Ligo o rádio, ouço o crime ao longe…
Bem alto!
Ouço o crime ao longe, bem alto! Planeio-o... Transgressão dedilha mordaz, entre os capítulos apaixonados deste plano, ideias de maldade e eu repito-as sabendo o que me espera. Irei desarmado assalta-lo, o banco, as suas entranhas de valor… Levarei tudo! Vestido na palavra, cara vendada no verso e alma por romance possesso.
Levarei tudo!!! Tudo o que preciso para romancear, sem termo ou obediência... Sem medo de vozes encrostadas preconceito, seguro daquele que nos escreve. Cúmplices de mim, aquelas notas pertencem-me páginas prosa por ser. Sagrado destino eleito à revelia, orei pois:
Crime clamo
Sem saber que Deus amo
Mas escrevo
Escrevo nas coisas
Das pessoas com coisas
Donas deste mundo mutilado
Nessas suas coisas somadas notas
Onde eu somo páginas
Escrevo um tudo romance
Tudo poema
Crime que seja
Escrevo e clamo
Este romance em notas roubadas.
Brinda-me com asas de luz e portas abertas num céu de flores, que num recuo dos ventos partirei distante do fim, voando sem cor. Nativo malvado pois, palavras que finalmente o são...
Um velho de olhos palavra, um dia aproximou-se lento numa rua cujo nome nunca soube… Sem me conhecer, sábio sentou-se e a meu lado falou vagarosamente… Desvendando um lugar remoto, sem eu saber porquê e porquê eu, murmurava caminhos e insistia comigo:
“Nesse campo sem fim, onde árvores milenares sujam o chão de versos livres, encontrarás uma tinta de raízes na alma… Uma tinta de único teor… Agora nunca te perderás”.

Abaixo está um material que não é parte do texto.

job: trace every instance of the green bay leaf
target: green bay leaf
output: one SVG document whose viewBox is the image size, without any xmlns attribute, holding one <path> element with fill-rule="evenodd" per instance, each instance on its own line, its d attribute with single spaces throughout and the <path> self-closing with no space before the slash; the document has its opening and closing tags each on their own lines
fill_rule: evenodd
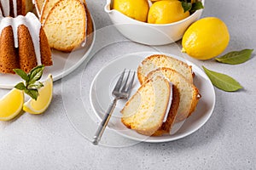
<svg viewBox="0 0 256 170">
<path fill-rule="evenodd" d="M 230 65 L 238 65 L 248 60 L 252 55 L 253 49 L 243 49 L 241 51 L 230 52 L 221 57 L 215 58 L 220 63 Z"/>
<path fill-rule="evenodd" d="M 212 83 L 218 88 L 226 92 L 235 92 L 242 88 L 238 82 L 225 74 L 210 71 L 202 66 Z"/>
</svg>

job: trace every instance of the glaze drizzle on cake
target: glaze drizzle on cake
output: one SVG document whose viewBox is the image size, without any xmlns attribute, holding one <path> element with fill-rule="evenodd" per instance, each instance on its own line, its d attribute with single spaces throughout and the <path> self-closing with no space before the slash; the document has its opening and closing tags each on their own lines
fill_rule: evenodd
<svg viewBox="0 0 256 170">
<path fill-rule="evenodd" d="M 52 65 L 47 37 L 34 14 L 0 17 L 0 72 L 14 73 L 16 68 L 28 72 L 38 65 Z"/>
</svg>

Não disse o seu nome, mas tenho-o em saudade pois era hábil o poema que o iluminava.
Hoje percebo, sem medo afianço responsável o porquê daquele dia… Sei onde crescem essas árvores e preciso lá chegar hoje. Borbulho a tinta que nos falta. Travo certeza, sem saber se prosa, se poema, mas insubmisso alcançarei esse campo, onde habita rubra pelo chão de seu tom, a tinta rainha em folhas mágicas coroada.
Paro o caminho, descanso sobre a aragem que empurra esta malfeitoria e aponto instantes. Pequenas razões onde creio e tento confundir esta ansiedade, indícios ou pecados meus devo explicar… Apressam-se pelo extenso do corpo, entre o teor da tinta e os números de série das notas por quebrar, as horas… E a estrada alonga-se.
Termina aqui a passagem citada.